Ou como bem afirmou Angela Davis: “Ao colher o fruto das lutas do passado, vocês devem espalhar a semente de batalhas futuras”.

 

Trata-se de um livro para estudantes, professores, pesquisadores e militantes sociais se armarem do sentido revolucionário da teoria da quilombagem de Clóvis Moura para construírem um país livre, de igualdade racial e emancipado, tal qual a República de Palmares.

 

Um trecho do texto:

 

“Palmares foi a negação, pelo exemplo de seu dinamismo econômico, político e social, da estrutura escravista-colonialista. O seu exemplo era um desafio permanente e um incentivo às lutas contra o sistema colonial em seu conjunto. Daí Palmares ter sido considerado um valhacouto de bandidos e não uma nação em formação.
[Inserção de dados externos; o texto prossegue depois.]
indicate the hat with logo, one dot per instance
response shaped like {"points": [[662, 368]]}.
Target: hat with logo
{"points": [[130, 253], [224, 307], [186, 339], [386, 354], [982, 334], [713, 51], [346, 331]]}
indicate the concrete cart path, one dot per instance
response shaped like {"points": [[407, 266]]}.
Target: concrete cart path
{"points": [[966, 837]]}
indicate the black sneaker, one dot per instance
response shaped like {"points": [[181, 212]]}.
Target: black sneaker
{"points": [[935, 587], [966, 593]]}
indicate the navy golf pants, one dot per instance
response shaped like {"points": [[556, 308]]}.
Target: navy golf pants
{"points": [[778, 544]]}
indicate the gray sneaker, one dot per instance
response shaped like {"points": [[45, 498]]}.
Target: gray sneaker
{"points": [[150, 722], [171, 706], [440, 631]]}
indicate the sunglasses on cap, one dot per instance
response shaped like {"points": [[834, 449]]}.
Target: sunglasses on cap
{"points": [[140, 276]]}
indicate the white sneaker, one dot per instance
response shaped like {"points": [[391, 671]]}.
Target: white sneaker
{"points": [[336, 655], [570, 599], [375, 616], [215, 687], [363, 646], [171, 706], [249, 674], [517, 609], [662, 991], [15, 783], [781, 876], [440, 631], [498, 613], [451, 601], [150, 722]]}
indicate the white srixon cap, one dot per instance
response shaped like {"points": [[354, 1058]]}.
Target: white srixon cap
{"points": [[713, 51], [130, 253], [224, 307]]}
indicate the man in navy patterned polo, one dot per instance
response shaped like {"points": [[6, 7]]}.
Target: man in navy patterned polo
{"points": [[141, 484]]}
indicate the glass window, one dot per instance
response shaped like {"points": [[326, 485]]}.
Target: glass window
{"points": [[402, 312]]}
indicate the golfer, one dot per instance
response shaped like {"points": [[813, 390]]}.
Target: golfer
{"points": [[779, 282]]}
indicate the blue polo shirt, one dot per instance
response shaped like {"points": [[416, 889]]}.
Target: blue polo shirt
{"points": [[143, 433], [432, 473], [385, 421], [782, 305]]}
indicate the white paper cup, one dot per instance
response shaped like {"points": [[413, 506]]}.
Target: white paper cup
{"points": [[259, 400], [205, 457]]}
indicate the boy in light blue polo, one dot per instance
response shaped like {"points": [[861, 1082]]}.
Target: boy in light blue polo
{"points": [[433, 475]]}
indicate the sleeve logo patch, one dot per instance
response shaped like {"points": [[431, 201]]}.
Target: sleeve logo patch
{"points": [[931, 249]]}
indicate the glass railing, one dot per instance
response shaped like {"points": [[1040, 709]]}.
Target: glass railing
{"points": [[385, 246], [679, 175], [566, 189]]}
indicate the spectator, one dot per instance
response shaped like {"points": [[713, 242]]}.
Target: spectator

A sua destruição, o massacre da serra da Barriga, quando os mercenários de Domingos Jorge Velho não perdoaram nem velhos nem crianças, o aprisionamento e a eliminação de seus habitantes e, finalmente, a tentativa de apagar-se da consciência histórica do povo esse feito heróico foram decorrência de sua grande importância social, política e cultural.”

 

“Daí podemos ver que a estratificação dessa sociedade, na qual as duas classes fundamentais – senhores e escravos – se chocavam, era criada pela contradição básica que determinava os níveis de conflito. Em outras palavras, a classe dos escravos (oprimida) e a dos senhores de escravos (opressora/dominante) produziam a contradição fundamental. Essa realidade gerava a sua dinâmica nos seus níveis mais expressivos.”

 

”Dessa forma, os escravos negros, para resistirem à situação de oprimidos em que se encontravam, criaram várias formas de resistência, a fim de se salvaguardarem social e mesmo biologicamente, do regime que os oprimia. Recorreram, por isso, a diversificadas formas de resistência, como guerrilhas, insurreições urbanas e quilombos.”

 

”É dessa última forma de resistência social que iremos nos ocupar. Ela representa uma forma contínua de os escravos protestarem contra o escravismo. Configura uma manifestação de luta de classes, para usarmos a expressão já universalmente reconhecida”.

 

Filho de pai negro e mãe branca, Clóvis Steiger de Assis Moura (1925-2003), sociólogo, jornalista e historiador, conhecido como um dos mais importantes militantes políticos que se dedicou à teoria e à luta sobre a questão do negro no Brasil, nasceu em 1925, em Amarante (Piauí) e morreu, aos 78 anos, em 23 de dezembro de 2003 em São Paulo. Clóvis se revoltou desde a infância contra o racismo imposto pelo antigo regime de dominação de senhores e escravos, tendo como exemplo a avó paterna, ex-escrava. Como jornalista, trabalhou na Bahia e em São Paulo, ingressou no PCB em 1942, e, durante os anos 1940, destacou-se pela militância no movimento negro e pela atividade de cientista social como autodidata.

 

Em 1948, influenciado pelo forte movimento político e cultural de intelectuais negros de Salvador, iniciou sua pesquisa sobre os trabalhadores escravizados, com apenas 23 anos, concluindo em 1952, a obra clássica Rebeliões da Senzala: quilombosinsurreições, guerrilhas. Mas, devido às divergências com as editoras do PCB, essa obra só seria conhecida em 1959, depois de Clóvis fundar Edições Zumbi. A obra tornou-se polêmica por ter negado a tese principal do PCB sobre a formação social semifeudal do Brasil, apresentando farta documentação historiográfica para uma nova interpretação da história do Brasil.

 

Em 1962, diante da crise do PCB, Clóvis passou a participar do PCdoB, e continuou a pesquisa sobre a luta de classes no período da escravidão, superando os estudos sobre a resistência individual por meio de fugas e justiçamentos, e contribuindo com um novo enfoque de investigação da história da organização dos trabalhadores escravizados nas lutas abolicionistas: as revoltas coletivas que assumiram diferentes níveis de organização como quilombos, guerrilhas e insurreições.

 

Com base em seus estudos, destacou as insurreições baianas como as mais importantes desse período e o Quilombo como categoria que expressa a revolta organizada, com sua materialidade e organicidade, em articulação com indígenas, trabalhadores escravos e livres.

 

Em seus estudos historiográficos, sociológicos e antropológicos, Clóvis dialogou com Gilberto Freyre, Manuel Bomfim, Manuel Querino, Benjamin Péret e Édison Carneiro, e, mais tarde, com Florestan Fernandes, Octávio Ianni, Caio Prado Jr. e Fernando Henrique Cardoso, discutindo o papel do racismo como meio de dominação colonial, imperialista e de classe.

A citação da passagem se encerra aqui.